Lancement réussi des micro fusées

Moment de vérité vendredi après-midi pour les ados des trois centres socioculturels qui les ont conçu lors d'un atelier Récréasciences. Et toutes ont fini par décoller.
Les jeunes avec leurs micro-fusées
© Marie-Christine Malsoute

Ils étaient une bonne trentaine d’ados des trois centres socioculturels Rivet, Chapélies et Tujac à participer à cet atelier estival que leur proposait pour la première fois l’association limousine. « Le spatial fait toujours rêver. Avec l’astronomie, c’est une de nos activités qui marche le mieux », confirme le médiateur scientifique Vivien Drouillas. Une manière ludique d’aborder les sciences.

Les ingénieurs en herbe n’ont eu, dans leur centre respectif, que trois demi-journées pour comprendre les paramètres qui régissent le vol d’une fusée afin de concevoir à l’aide d’un logiciel leur prototype individuel et en vérifier sa stabilité. « C’est fait très sérieusement et en toute sécurité. Ils doivent tout mesurer. Ils se sont ainsi familiarisés avec des notions de masse, centre de gravité, type d’ogive, propulsion, trajectoire de vol… »

© Marie-Christine Malsoute

« Pour moi, le « saumon » c’était uniquement du poisson et j’ai appris que c’était un terme technique pour une des mesures des ailerons de la fusée », s’amuse une des jeunes participantes. « On aurait jamais penser pouvoir fabriquer une fusée. Finalement, ce n’est pas si dur, c’est très mathématique. Ça nous montre que ça sert à quelque chose les maths. La fusée peut aller jusqu’à 20 m de haut et elle est équipée d’un parachute pour sa descente », témoignent Cédalia et Emmy.

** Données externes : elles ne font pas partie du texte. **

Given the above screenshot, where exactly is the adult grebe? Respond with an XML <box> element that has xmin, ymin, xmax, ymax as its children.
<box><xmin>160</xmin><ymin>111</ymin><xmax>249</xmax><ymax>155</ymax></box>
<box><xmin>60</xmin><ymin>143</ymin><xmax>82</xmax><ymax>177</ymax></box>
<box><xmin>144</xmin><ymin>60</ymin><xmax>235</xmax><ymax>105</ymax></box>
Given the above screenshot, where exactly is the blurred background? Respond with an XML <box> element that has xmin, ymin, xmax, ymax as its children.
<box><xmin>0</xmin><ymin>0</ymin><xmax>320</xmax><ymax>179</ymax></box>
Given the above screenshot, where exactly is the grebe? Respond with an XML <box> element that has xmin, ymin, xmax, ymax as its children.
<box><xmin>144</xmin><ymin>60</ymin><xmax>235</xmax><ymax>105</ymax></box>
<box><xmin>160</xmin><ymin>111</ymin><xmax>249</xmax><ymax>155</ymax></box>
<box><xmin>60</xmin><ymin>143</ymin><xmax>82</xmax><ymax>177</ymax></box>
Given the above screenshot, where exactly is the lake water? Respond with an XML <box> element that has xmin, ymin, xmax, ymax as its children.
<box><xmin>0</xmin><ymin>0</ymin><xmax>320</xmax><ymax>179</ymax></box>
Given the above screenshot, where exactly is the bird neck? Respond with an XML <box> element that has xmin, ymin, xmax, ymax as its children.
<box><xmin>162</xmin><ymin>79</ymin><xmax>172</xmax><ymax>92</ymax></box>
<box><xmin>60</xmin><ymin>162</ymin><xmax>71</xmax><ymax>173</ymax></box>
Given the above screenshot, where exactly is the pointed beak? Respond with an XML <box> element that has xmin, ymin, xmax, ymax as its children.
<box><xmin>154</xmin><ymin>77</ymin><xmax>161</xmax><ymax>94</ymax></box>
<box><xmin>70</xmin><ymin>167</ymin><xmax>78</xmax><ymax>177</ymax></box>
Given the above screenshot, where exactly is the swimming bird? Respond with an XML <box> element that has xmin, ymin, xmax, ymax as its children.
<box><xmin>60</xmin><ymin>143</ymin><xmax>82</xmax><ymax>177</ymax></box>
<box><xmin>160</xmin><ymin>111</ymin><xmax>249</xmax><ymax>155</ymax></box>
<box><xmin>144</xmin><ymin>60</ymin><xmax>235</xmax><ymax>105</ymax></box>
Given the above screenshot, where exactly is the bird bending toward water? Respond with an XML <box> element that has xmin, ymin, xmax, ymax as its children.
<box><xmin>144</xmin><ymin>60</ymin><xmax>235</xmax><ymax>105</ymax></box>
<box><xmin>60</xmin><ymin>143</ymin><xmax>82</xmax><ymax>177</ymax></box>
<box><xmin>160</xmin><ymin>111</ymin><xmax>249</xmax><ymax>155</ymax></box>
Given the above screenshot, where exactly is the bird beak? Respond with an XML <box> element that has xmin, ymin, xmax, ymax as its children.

« Là, c’est bien un octogone », s’exclame un garçon qui prépare justement un parachute à sa fusée sur la table voisine en découpant un sac poubelle. À partir de matériaux légers tels que le carton, le plastique et le bois, les ados construisent leurs fusées en intégrant, comme monsieur Jourdain avec la prose, les notions d’aérodynamisme.

© Marie-Christine Malsoute

« Au début, c’était un peu abstrait pour eux, mais ils ont très vite accroché. Les garçons apprécient le côté pratique, les filles davantage l’aspect réflexion », constatent leurs animateurs de centre Sophie et Samuel. Une fois les fusées construites, il a fallu d’abord tester leur stabilité à l’aide d’une ficelle. « Il faut l’attacher au centre de gravité et faire tourner la fusée autour de soi. Elle ne doit pas vriller », explique une des filles.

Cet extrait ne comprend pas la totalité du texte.